Benevento – Quando è venuto al mondo lui, un altro mondo si era appena sgretolato. Finito, polverizzato. L’Unione Sovietica non esisteva più da una manciata di settimane, seppellita sotto le macerie del Muro di Berlino. Artur Ionita è nato a metà del guado tra quello che ormai rappresentava il passato e un futuro inevitabilmente intriso di scorie e dissapori: 17 agosto 1990, un anno dopo la ‘liberazione’ e un anno prima della proclamazione dell’indipendenza della Repubblica Moldava. Giorno più giorno meno.
Il suo calcio, di irruenza e tempismo, ha radici profonde. Si nutre di caratteristiche figlie di un’infanzia e di un’adolescenza ben lontane dai canoni occidentali. Se non ti dai da fare in un contesto simile finisci per pagare dazio. Specie in certi luoghi, soprattutto in certi anni. Ti rendi conto fin da subito quanto sia necessario prendere a spallate la vita. “La mia famiglia non poteva darmi grandi cose, ma nonostante tutto papà mi ha sempre sostenuto. Se sono qui è anche grazie a lui”, confidò a cuore aperto nel corso della presentazione a Verona, anno 2014, sfoderando una sorprendente padronanza della lingua italiana (parla anche il russo, l’inglese e il tedesco, oltre al moldavo e al rumeno).

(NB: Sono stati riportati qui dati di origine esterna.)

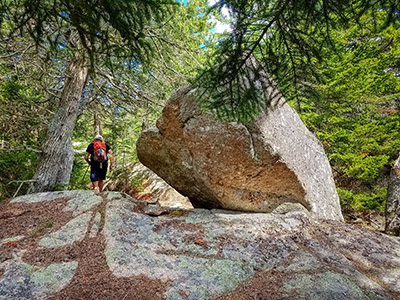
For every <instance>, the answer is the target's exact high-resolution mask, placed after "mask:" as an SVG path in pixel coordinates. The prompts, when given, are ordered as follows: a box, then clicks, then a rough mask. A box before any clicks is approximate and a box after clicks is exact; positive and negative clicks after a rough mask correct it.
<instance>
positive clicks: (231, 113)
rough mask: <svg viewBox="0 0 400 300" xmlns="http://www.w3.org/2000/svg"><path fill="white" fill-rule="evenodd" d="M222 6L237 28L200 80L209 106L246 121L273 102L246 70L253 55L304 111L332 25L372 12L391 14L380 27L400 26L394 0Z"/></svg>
mask: <svg viewBox="0 0 400 300" xmlns="http://www.w3.org/2000/svg"><path fill="white" fill-rule="evenodd" d="M222 7H227V8H229V10H230V13H231V17H232V18H233V31H232V32H231V33H230V34H229V35H228V36H226V38H225V39H224V40H223V41H221V42H220V43H219V47H218V49H217V51H216V53H214V54H213V57H212V58H211V59H210V62H209V65H208V67H207V69H206V70H204V71H203V72H201V73H200V75H199V77H198V78H197V84H198V86H199V94H200V96H201V99H202V103H203V104H204V106H206V107H208V108H209V109H214V110H216V111H217V112H218V113H219V115H220V116H221V117H222V118H228V119H232V120H241V121H248V120H251V119H252V118H253V116H254V115H255V114H256V113H257V112H259V111H260V110H261V109H264V108H266V107H268V104H269V101H268V99H263V98H262V97H260V95H259V94H258V93H257V92H256V90H257V86H256V83H257V80H254V78H253V80H251V78H249V75H248V73H250V74H252V73H254V72H247V71H246V70H247V68H248V65H250V64H249V63H248V61H249V60H251V59H252V57H255V58H257V59H258V60H259V61H260V64H261V66H262V68H263V69H264V70H266V71H267V72H268V73H269V74H271V75H272V76H273V78H274V79H275V81H276V82H277V84H278V85H279V87H280V89H281V90H282V92H283V94H284V95H285V97H286V98H288V99H289V100H291V99H296V101H297V102H298V104H297V108H298V110H301V103H300V102H301V101H300V100H301V97H302V96H307V97H317V96H318V94H317V91H316V90H315V89H314V87H315V85H316V84H317V83H319V82H322V81H323V78H322V77H321V74H319V73H318V72H317V69H316V65H320V64H323V55H322V54H323V51H324V50H325V49H326V48H330V49H332V50H335V49H334V47H335V45H334V43H333V42H332V37H331V33H332V31H333V29H335V28H338V27H346V26H347V24H348V23H349V21H351V20H353V19H354V20H356V21H357V20H359V19H360V18H361V17H362V16H363V15H364V14H365V13H366V12H370V11H372V12H378V11H384V12H385V13H386V15H385V20H384V22H383V23H382V24H381V25H379V26H376V28H375V29H374V30H376V31H377V32H379V30H381V29H382V28H385V27H387V26H388V25H389V24H395V25H396V26H399V25H398V21H399V19H400V14H399V13H398V1H394V0H378V1H367V0H357V1H349V0H278V1H274V0H223V1H222V0H221V1H219V2H218V3H217V4H216V5H215V7H214V9H221V8H222ZM360 26H361V25H360ZM253 71H256V72H257V70H253ZM243 81H247V82H248V84H243Z"/></svg>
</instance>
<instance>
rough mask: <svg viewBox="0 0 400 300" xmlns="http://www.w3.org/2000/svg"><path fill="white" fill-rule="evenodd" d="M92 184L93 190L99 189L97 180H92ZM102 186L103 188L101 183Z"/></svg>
mask: <svg viewBox="0 0 400 300" xmlns="http://www.w3.org/2000/svg"><path fill="white" fill-rule="evenodd" d="M92 185H93V189H94V190H95V191H99V182H98V181H92ZM102 188H103V185H102ZM100 192H101V191H100Z"/></svg>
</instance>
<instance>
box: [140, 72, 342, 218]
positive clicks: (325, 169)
mask: <svg viewBox="0 0 400 300" xmlns="http://www.w3.org/2000/svg"><path fill="white" fill-rule="evenodd" d="M264 79H265V80H268V78H267V77H265V78H264ZM269 86H270V88H269V89H268V88H266V93H268V94H269V96H270V98H272V103H271V107H270V108H269V109H268V111H266V112H262V113H261V114H260V115H258V116H257V117H256V120H255V121H254V122H252V123H251V124H247V125H243V124H239V123H235V122H222V121H218V120H216V119H215V118H214V117H213V116H212V115H211V114H209V113H206V112H202V111H201V109H200V108H199V106H198V105H197V102H196V99H195V95H194V90H192V89H191V88H190V86H188V87H185V88H182V89H180V90H178V91H177V92H176V93H175V94H174V95H173V96H172V97H171V99H170V100H169V101H168V103H167V105H166V107H165V108H164V110H163V113H162V116H161V118H160V119H159V120H158V121H157V128H152V129H149V130H145V131H143V132H142V134H141V136H140V138H139V140H138V143H137V152H138V157H139V160H140V161H141V162H142V163H143V164H144V165H146V166H147V167H149V168H150V169H151V170H153V171H154V172H155V173H157V174H158V175H159V176H160V177H162V178H163V179H164V180H165V181H166V182H167V183H168V184H170V185H171V186H173V187H174V188H175V189H176V190H177V191H178V192H180V193H181V194H183V195H185V196H187V197H189V199H190V201H191V202H192V204H193V206H195V207H203V208H225V209H231V210H240V211H252V212H271V211H273V210H274V209H275V208H276V207H278V206H280V205H281V204H283V203H300V204H302V205H303V206H304V207H305V208H306V209H308V210H309V211H310V212H311V213H312V214H313V215H315V216H317V217H319V218H323V219H332V220H342V219H343V217H342V214H341V210H340V203H339V197H338V195H337V192H336V188H335V184H334V180H333V177H332V171H331V167H330V165H329V162H328V159H327V157H326V155H325V152H324V150H323V147H322V145H321V144H320V143H319V141H318V140H317V138H316V137H315V136H314V135H313V134H312V133H311V132H310V131H309V130H308V129H307V128H306V127H305V125H304V124H303V122H302V121H301V120H300V118H299V116H298V114H297V113H296V111H295V110H294V109H293V108H291V107H290V106H289V105H288V104H286V103H285V102H284V99H283V98H282V97H272V96H271V95H272V94H273V93H275V94H276V89H272V88H271V86H272V84H270V85H269ZM266 97H267V96H266Z"/></svg>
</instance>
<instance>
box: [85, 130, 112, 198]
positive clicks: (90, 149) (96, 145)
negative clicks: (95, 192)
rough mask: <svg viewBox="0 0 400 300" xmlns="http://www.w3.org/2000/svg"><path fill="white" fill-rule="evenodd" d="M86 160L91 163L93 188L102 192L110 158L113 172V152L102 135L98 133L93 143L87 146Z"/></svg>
mask: <svg viewBox="0 0 400 300" xmlns="http://www.w3.org/2000/svg"><path fill="white" fill-rule="evenodd" d="M89 155H90V160H89ZM85 160H86V161H87V163H88V164H89V165H90V180H91V181H92V185H93V189H94V190H97V191H99V192H102V191H103V185H104V180H105V179H106V174H107V168H108V160H110V172H112V168H113V153H112V151H111V148H110V146H109V145H108V144H106V143H105V142H104V139H103V137H102V136H101V135H99V134H98V135H96V136H95V137H94V140H93V143H91V144H90V145H89V146H88V147H87V149H86V153H85Z"/></svg>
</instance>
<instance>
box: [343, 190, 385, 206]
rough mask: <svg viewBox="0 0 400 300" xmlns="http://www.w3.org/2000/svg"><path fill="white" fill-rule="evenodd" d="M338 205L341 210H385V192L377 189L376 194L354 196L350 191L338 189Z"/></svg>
mask: <svg viewBox="0 0 400 300" xmlns="http://www.w3.org/2000/svg"><path fill="white" fill-rule="evenodd" d="M337 192H338V194H339V198H340V204H341V206H342V207H343V208H353V209H356V210H361V209H375V210H379V211H384V210H385V201H386V193H387V190H386V189H385V188H380V189H379V188H378V189H377V192H376V193H359V194H355V193H353V192H352V191H350V190H346V189H341V188H338V189H337Z"/></svg>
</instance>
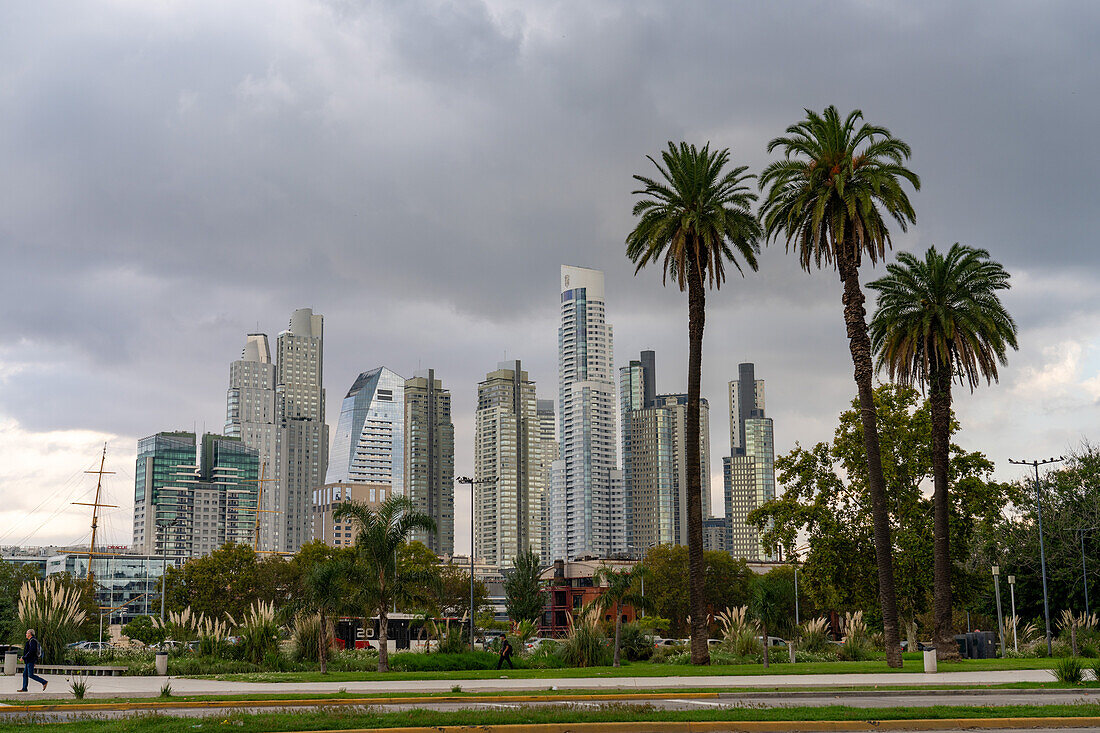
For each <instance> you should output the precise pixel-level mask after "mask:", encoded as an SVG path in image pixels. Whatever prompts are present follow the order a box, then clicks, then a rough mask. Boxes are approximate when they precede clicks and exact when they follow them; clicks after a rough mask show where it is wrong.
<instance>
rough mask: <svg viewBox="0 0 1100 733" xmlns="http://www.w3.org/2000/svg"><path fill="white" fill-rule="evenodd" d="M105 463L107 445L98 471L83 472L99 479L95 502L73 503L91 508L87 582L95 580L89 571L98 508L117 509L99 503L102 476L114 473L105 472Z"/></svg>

Ma d’altronde a farsi trovare pronto è abituato. Spezza il gioco, si inserisce quando può e ripulisce palloni preziosi per chi opera in cabina di regia. Non di rado usa la testa anche per gonfiare la rete. Gli è successo contro Inter, Roma, Sampdoria, Sassuolo, Chievo e Palermo. Questi i sussulti nel gioco aereo nella sua esperienza in serie A, dove le presenze sono arrivate a quota 174, i gol a 12 e gli assist a 11. “Ma non sono uno che segna spesso, quel compito tocca ad altri”, tenne a precisare dopo un gran gol siglato in Spal-Cagliari, due anni fa. “Ero in area per caso, è stata una fortuna che sia andata bene”. Andatelo a rivedere, quel gol (vi diamo una mano, è qui). Raccoglie il passaggio di Padoin con un complesso doppio controllo di destro e poi conclude col mancino prendendo in controtempo il portiere Gomis.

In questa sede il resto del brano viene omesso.